Rabbit
Constraints
Time Limit: 1 secs, Memory Limit: 32 MB
Description
The rabbits have powerful reproduction ability. One pair of adult rabbits can give birth to one pair of kid rabbits every month. And after m months, the kid rabbits can become adult rabbits.

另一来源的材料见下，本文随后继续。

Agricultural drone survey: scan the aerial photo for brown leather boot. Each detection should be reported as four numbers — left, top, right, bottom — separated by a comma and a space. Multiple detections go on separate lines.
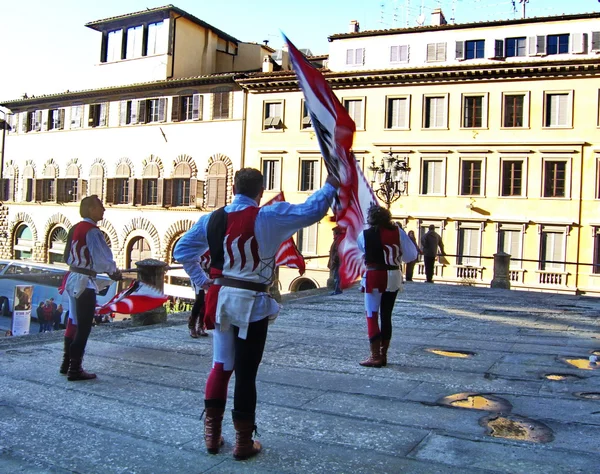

As we all know, when m=2, the sequence of the number of pairs of rabbits in each month is called Fibonacci sequence. But when m<>2, the problem seems not so simple. You job is to calculate after d months, how many pairs of the rabbits are there if there is exactly one pair of adult rabbits initially. You may assume that none of the rabbits dies in this period.
Input
The input may have multiple test cases. In each test case, there is one line having two integers m(1<=m<=10), d(1<=d<=100), m is the number of months after which kid rabbits can become adult rabbits, and d is the number of months after which you should calculate the number of pairs of rabbits. The input will be terminated by m=d=0.
Output
You must print the number of pairs of rabbits after d months, one integer per line.
Sample Input
2 3
3 5
1 100
0 0
Sample Output
5
9
1267650600228229401496703205376
這道題是一個動態規劃問題,可以找到遞推關係式,設a[n]爲第n個月的兔子總數,則a[n]=a[n-1]+a[n-m],a[n-1]是上個月的兔子數量,a[n-m]是能生產的兔子數量,即這個月新出生的兔子數量,然後這道題還涉及大整數加法問題,其核心思想就是用數組存儲大整數,從低位向高位依次相加,有進位的話就加到前一位,然後對本位數字進行對10的取模,核心代碼如下
#include<iostream>
#include<cstring>
using namespace std;
int main(){
int m,d;
int a[105][105];
while(cin>>m>>d&&m!=0&&d!=0){
memset(a,0,sizeof(a));
a[1][104]=2;
for(int i=2;i<=m;i++){
a[i][104]=i+1;
}
int now=0;
for(int i=m+1;i<=d;i++){
for(int j=104;j>=0;j--){
a[i][j]=a[i-1][j]+a[i-m][j]+a[i][j];
if(a[i][j]>9){
a[i][j-1]+=a[i][j]/10;
a[i][j]=a[i][j]%10;
}
}
}
for(int i=0;i<105;i++){
if(a[d][i]!=0){
for(int j=i;j<105;j++){
cout<<a[d][j];
}
break;
}
}
cout<<endl;
}
}